Hosting the conference requires considerable effort that goes well beyond Dr. Falola’s duties as the Jacob and Frances Sanger Mossiker Chair in the Humanities at UT-Austin. Dr. Falola indicates that he has given over $10,000 of his own money to support African Studies in a variety of ways.
He also engages in fundraising to make his Texas-based Africa conference affordable and he graciously invites conference goers to his home for a banquet. His daughter, Bisola, a geographer, assists with the organization of the annual event, including the program and peer-reviewed books based on select conference papers.
Dr. Falola is a pioneer in digital communication among Africanists. He has worked tirelessly to build linkages between African and US-based institutions of higher education. He has helped make UT-Austin a destination for members of the highly competitive Young African Leadership Initiative (Mandela Washington Fellows Program).
The Mandela Washington Fellows Program was initiated by President Obama in 2014. It enables 500 outstanding young Africans (out of over 50,000 applicants) to network, exchange ideas, and learn about businesses and academics in the USA for six weeks. The impressive 2015 group is currently touring the USA.
Dr. Falola has received many honors and awards and to name just a few of these recognitions, Dr. Falola is: the recipient of the University of Texas System Chancellor’s Teaching Award (2003), the Cheikh Anta Diop Award for Excellence in African Studies (2006), the Ibn Khaldun Distinguished Award for Research Excellence, and the ASA’s Distinguished Africanist Award (2011). Since 2013, an annual conference has been held in Dr. Falola’s name.
It is known as the Toyin Falola Annual International Conference on Africa and the African Diaspora or TOFAC. To date, the meeting has been held in Nigeria and South Africa. Dr. Falola holds three honorary chieftaincies, including two from 2014 from Nigeria.
Based on the literature on international development and personal success, why has Dr. Toyin Falola and his promotion of African Studies been so successful?
Some key characteristics come to mind:
Dr.

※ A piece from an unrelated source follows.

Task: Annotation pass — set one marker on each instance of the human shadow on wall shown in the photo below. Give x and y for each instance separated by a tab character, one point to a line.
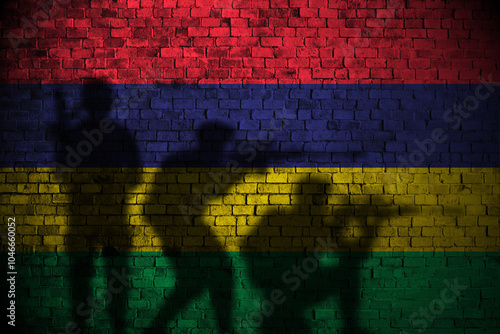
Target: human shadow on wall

Falola has wide ranging interests and expertise and has NETWORKED effectively through conferences and numerous short-term teaching appointments including at: the University of Cambridge in England, York University in Canada, Smith College in Massachusetts in the United States, The Australian National University in Canberra, Australia and the Nigerian Institute of International Affairs in Lagos, Nigeria.
Real life events from his FAMILY’S PAST sparked a PASSION in Dr. Falola to learn more and to SHARE that KNOWLEDGE with others.
He is a CHAMPION of AFRICA who helps debunk myths and misconceptions about the continent. He also assists people in the USA and elsewhere to understand AFRICA’S CONTRIBUTIONS TO THE AMERICAS, from scholars and businesspeople, to products such as oil and coffee. These positive contributions go well beyond topics such as slavery that might get covered in history books.
Dr. Falola WORKS TIRELESSLY and PROVIDES OPPORTUNITIES for others through the conferences he organizes and leads and the journals and book series he has founded and edits.